We were two parts of an ecosystem: at odds in a way that made us better and stronger. She has existed with me for the vast majority of my life and therefore has shaped a significant part of who I am. There were fleeting times I thought maybe she was bad luck, maybe picking her was the reason for my variety of personal hardships. But with the amount of good luck I've had in my life with her in the wings I know that can't be true.

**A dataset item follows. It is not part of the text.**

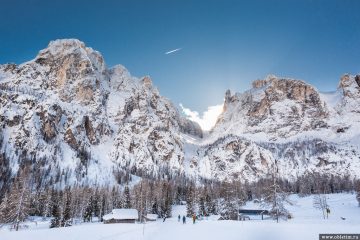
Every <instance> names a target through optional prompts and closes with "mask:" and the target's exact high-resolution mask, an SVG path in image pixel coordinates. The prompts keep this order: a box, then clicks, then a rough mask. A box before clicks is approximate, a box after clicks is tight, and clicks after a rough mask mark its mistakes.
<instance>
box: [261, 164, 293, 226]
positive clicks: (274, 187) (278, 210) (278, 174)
mask: <svg viewBox="0 0 360 240" xmlns="http://www.w3.org/2000/svg"><path fill="white" fill-rule="evenodd" d="M285 203H289V204H291V202H290V201H289V199H288V194H287V193H286V192H284V191H283V190H282V189H281V187H280V184H279V170H278V167H277V161H276V160H275V164H274V166H273V172H272V176H271V179H270V181H269V183H268V185H267V187H266V188H265V189H264V193H263V199H262V205H263V206H266V207H270V214H271V216H272V217H273V218H275V219H276V222H279V219H280V218H288V217H289V216H290V214H289V212H288V210H287V209H286V208H285V205H284V204H285Z"/></svg>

In fact, maybe black cats are actually good luck.

And in her final years, when senility first made her aggressively search out my lap for persistent terror-filled-yet-cautiously-delighted cuddle sessions, it made me realize that in a weird way she was the first being that ever taught me to challenge my own assumptions; to be skeptical, wary, and cautious; to trust my gut feelings and think logically through a problem, but also to be open to love when it is given.

In her very final few days she could only move one of her three legs and could not get anywhere, drink, or eat on her own. Yet in my lap for the last time, relentlessly and aggressively purring, she used her one good leg to make sure I kept her paw in my hand. Goodbye, Dina Rose Sweetheart. You left scars on my skin, but also scars on my heart.